Apostamos nossas fichas na liberdade de expressão e acabamos dormindo com a censura ao nosso lado, escreve André Marsiglia

No Brasil, o que é ruim sempre piora. Havia um acordo tácito na crítica: tínhamos um certo temor reverencial por juízes, descíamos a lenha sem dó em políticos. Quando os inquéritos sigilosos da Suprema Corte assumiram o país e nossos juízes supremos flertaram com a política, tentamos tratá-los como fazíamos com os políticos.

Trágico! Foi censura para todo lado. O recado era claro: juízes supremos podiam agir como políticos, mas teriam de seguir sendo tratados com a pompa e circunstância que dedicávamos aos juízes. Não se podia falar mal de juízes da Suprema Corte, não se podia falar que não se podia falar mal deles.

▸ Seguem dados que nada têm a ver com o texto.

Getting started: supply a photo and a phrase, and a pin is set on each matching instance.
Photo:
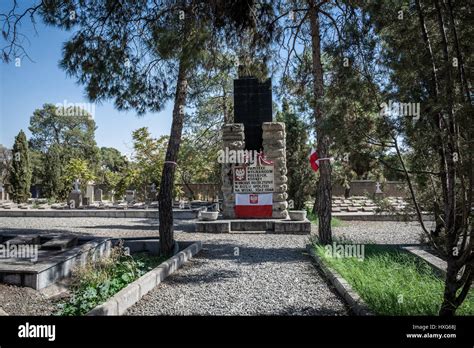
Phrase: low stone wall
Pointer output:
(274, 146)
(233, 138)
(205, 191)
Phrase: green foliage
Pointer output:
(301, 178)
(53, 186)
(58, 137)
(98, 281)
(20, 175)
(393, 282)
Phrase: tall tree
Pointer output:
(20, 175)
(52, 184)
(424, 58)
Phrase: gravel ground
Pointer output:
(235, 274)
(244, 274)
(379, 232)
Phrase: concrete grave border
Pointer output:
(423, 253)
(350, 296)
(133, 292)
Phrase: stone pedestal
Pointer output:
(233, 138)
(98, 195)
(274, 147)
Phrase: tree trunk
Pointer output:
(165, 197)
(324, 188)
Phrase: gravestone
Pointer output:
(90, 191)
(378, 194)
(260, 187)
(152, 193)
(129, 196)
(252, 107)
(75, 196)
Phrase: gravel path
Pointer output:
(235, 274)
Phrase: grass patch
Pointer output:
(97, 281)
(335, 222)
(393, 282)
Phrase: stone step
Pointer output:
(24, 239)
(267, 225)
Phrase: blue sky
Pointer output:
(26, 88)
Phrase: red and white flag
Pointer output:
(252, 205)
(314, 160)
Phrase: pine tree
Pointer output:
(20, 176)
(52, 183)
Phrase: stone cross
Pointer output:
(377, 188)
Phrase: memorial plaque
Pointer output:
(249, 179)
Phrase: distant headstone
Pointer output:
(378, 191)
(377, 188)
(90, 192)
(86, 201)
(76, 185)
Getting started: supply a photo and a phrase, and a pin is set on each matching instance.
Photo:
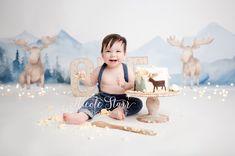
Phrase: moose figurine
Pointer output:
(156, 83)
(34, 70)
(191, 65)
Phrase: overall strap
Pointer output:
(100, 75)
(125, 70)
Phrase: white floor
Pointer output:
(201, 124)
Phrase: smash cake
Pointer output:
(152, 80)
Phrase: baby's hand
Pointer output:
(121, 82)
(80, 75)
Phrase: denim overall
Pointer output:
(103, 100)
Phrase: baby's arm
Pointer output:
(130, 84)
(89, 80)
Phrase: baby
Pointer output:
(113, 79)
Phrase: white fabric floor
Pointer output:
(201, 124)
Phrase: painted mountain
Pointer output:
(217, 58)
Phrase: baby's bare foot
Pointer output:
(75, 118)
(117, 113)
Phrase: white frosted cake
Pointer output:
(151, 79)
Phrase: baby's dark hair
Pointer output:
(111, 39)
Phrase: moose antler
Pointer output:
(197, 43)
(172, 41)
(23, 44)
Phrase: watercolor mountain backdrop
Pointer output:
(217, 59)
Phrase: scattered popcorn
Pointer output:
(61, 126)
(104, 112)
(175, 87)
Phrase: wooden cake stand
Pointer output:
(152, 104)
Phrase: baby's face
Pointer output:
(115, 55)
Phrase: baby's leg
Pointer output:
(135, 105)
(117, 113)
(75, 118)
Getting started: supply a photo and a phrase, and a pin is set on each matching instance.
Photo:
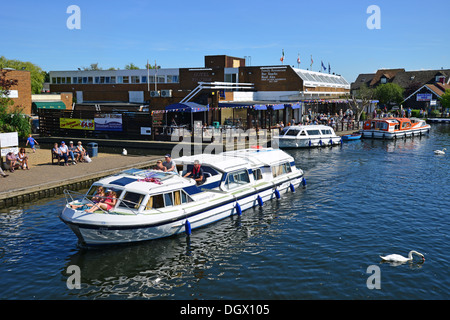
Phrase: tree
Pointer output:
(389, 93)
(131, 66)
(361, 100)
(445, 99)
(37, 75)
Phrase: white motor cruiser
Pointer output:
(153, 204)
(307, 136)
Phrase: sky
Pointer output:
(178, 34)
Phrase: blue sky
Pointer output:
(414, 34)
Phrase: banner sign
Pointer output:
(424, 97)
(108, 122)
(79, 124)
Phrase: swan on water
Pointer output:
(399, 258)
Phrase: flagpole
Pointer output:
(148, 77)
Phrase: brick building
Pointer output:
(20, 93)
(223, 79)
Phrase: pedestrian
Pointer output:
(32, 143)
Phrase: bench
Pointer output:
(55, 157)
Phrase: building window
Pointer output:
(134, 79)
(172, 79)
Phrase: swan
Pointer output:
(401, 259)
(440, 151)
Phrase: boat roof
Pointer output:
(220, 161)
(312, 126)
(143, 180)
(261, 156)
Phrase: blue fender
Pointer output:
(187, 227)
(238, 209)
(277, 194)
(260, 202)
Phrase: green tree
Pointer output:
(15, 120)
(36, 73)
(445, 99)
(389, 93)
(361, 100)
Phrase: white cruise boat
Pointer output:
(307, 136)
(152, 204)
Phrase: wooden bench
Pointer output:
(55, 157)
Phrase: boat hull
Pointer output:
(380, 134)
(146, 227)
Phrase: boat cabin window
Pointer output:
(382, 125)
(131, 200)
(292, 132)
(281, 169)
(237, 179)
(313, 132)
(257, 174)
(167, 199)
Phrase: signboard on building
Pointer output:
(108, 122)
(78, 124)
(424, 97)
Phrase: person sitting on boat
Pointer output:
(97, 198)
(108, 204)
(197, 173)
(159, 166)
(169, 164)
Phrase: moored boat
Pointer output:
(393, 128)
(307, 136)
(353, 136)
(154, 204)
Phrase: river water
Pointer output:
(364, 199)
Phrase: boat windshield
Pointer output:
(291, 132)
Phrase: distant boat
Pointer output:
(353, 136)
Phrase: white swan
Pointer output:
(401, 259)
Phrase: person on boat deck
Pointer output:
(169, 164)
(23, 159)
(64, 152)
(159, 166)
(97, 198)
(197, 173)
(108, 204)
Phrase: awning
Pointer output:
(49, 105)
(186, 107)
(277, 106)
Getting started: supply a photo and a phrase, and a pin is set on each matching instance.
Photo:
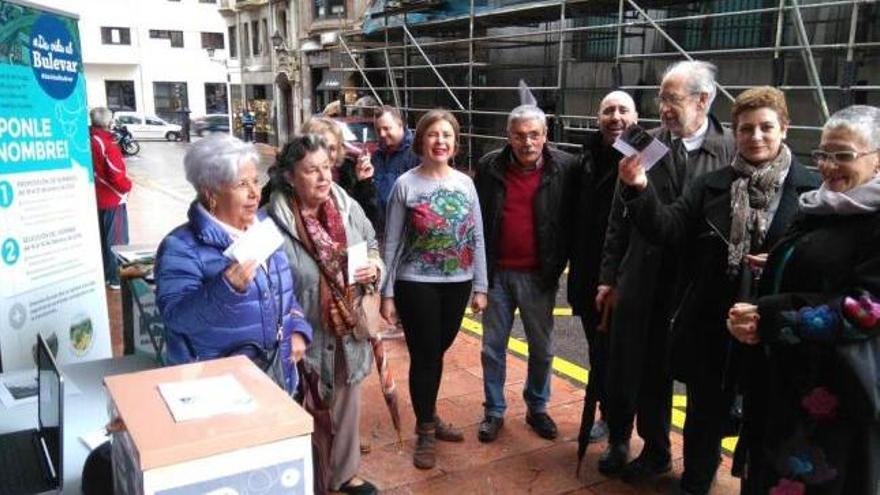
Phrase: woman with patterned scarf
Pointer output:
(812, 412)
(726, 221)
(320, 223)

Nesse contexto, veio o pulo do gato dos políticos. Pensaram com seus botões: já que a censura se normalizou contra críticos do Judiciário, vamos aproveitá-la contra nossos críticos também. Quando nossos juízes supremos nos deram uma folguinha com seu tour europeu e a triste tragédia climática no Rio Grande do Sul exigiu uma maior contundência dos críticos em relação aos políticos, o plano foi posto em prática.

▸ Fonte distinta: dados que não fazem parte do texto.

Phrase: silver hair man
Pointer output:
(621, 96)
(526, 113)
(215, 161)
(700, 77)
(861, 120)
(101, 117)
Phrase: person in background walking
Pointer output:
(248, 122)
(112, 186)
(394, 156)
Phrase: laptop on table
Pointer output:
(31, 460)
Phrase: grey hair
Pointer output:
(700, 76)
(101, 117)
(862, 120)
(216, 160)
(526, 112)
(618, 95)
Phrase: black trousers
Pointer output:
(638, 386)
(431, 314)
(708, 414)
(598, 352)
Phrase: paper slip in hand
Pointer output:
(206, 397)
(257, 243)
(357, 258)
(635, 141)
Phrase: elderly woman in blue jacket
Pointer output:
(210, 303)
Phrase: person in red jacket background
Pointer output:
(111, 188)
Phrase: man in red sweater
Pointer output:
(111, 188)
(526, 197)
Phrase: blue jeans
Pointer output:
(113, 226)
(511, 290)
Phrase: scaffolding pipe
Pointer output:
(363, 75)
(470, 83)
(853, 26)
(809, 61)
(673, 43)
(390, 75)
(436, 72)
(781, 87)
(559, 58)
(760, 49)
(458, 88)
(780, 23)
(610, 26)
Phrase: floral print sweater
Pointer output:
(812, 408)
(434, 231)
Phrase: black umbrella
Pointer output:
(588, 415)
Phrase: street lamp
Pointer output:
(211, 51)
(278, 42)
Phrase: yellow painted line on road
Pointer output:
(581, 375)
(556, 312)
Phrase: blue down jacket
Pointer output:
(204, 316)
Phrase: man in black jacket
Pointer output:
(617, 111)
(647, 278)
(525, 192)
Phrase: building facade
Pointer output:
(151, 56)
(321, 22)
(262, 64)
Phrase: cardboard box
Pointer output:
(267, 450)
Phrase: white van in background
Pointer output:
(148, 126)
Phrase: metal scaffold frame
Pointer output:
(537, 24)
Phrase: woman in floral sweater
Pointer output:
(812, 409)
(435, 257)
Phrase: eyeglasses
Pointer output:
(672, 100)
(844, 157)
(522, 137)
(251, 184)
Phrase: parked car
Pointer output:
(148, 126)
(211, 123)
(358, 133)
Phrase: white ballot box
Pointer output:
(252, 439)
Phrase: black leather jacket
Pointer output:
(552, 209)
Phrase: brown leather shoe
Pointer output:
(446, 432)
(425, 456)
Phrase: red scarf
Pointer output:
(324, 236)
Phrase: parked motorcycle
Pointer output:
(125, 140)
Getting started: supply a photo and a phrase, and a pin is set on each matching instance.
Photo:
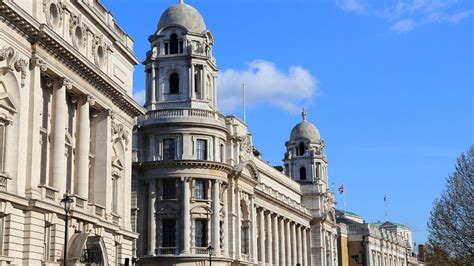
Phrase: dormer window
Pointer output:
(174, 83)
(301, 149)
(303, 173)
(174, 44)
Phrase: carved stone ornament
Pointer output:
(119, 132)
(246, 149)
(14, 62)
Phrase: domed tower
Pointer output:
(305, 159)
(180, 68)
(306, 163)
(180, 171)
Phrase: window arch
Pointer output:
(303, 173)
(174, 44)
(174, 83)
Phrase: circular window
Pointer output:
(79, 37)
(54, 14)
(100, 55)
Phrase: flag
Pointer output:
(341, 189)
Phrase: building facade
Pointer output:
(66, 120)
(379, 244)
(199, 186)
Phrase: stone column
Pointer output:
(226, 223)
(82, 178)
(253, 241)
(151, 218)
(216, 205)
(269, 238)
(262, 235)
(153, 86)
(289, 257)
(299, 247)
(276, 242)
(238, 225)
(58, 159)
(294, 258)
(305, 248)
(283, 247)
(186, 216)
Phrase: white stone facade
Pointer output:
(198, 181)
(66, 119)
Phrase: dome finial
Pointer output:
(303, 114)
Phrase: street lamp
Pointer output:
(209, 249)
(67, 201)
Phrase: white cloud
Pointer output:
(404, 25)
(139, 96)
(266, 84)
(406, 15)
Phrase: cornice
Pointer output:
(42, 34)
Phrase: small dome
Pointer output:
(182, 15)
(305, 130)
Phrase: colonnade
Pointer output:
(281, 241)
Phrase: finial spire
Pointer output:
(303, 114)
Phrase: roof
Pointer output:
(182, 15)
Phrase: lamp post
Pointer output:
(209, 249)
(67, 201)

Meu leitor não é tolo e sabe que, não é de hoje, em tragédias, desastres e guerras, é corriqueiro haver muita desinformação –seja por maldade, seja pela dificuldade de se digerir adequadamente a quantidade de informações que circulam. É histórica a frase: “Em uma guerra, a 1ª vítima é a verdade”. Frase, aliás, atribuída a Ésquilo, mas também ao senador norte-americano Hiram Johnson (1866-1945), o que mostra que nem sobre a autoria da frase se tem certeza da verdade.

Pois bem, aproveitando que estavam todos rodeados e fartos de tanta desinformação, foi lançado um plano anticrítica a políticos que, ao que parece, chegou para ficar. Nós, os do povo, tentamos uma grande cartada: buscamos o direito de criticar juízes como criticávamos políticos e acabamos sem nada. Como diziam os antigos, quem tudo quer tudo perde. Éramos felizes e não sabíamos. Apostamos nossas fichas na liberdade de expressão e acabamos dormindo com a censura ao nosso lado.

De uma democracia relativa, porém debochada, em razão da crítica política, passamos a uma democracia totalitária. Foi-se a liberdade que já nos era rala. Se, diante de tal contexto, teremos um recuo ou mudanças, não sei. Mais provável que eu é que tenha de recuar e mudar meus textos. Sei apenas que a crítica no país vive desconfiada e amedrontada. E, se assim permanecer, o debate público, esse senhor já tão doente, morrerá desnutrido.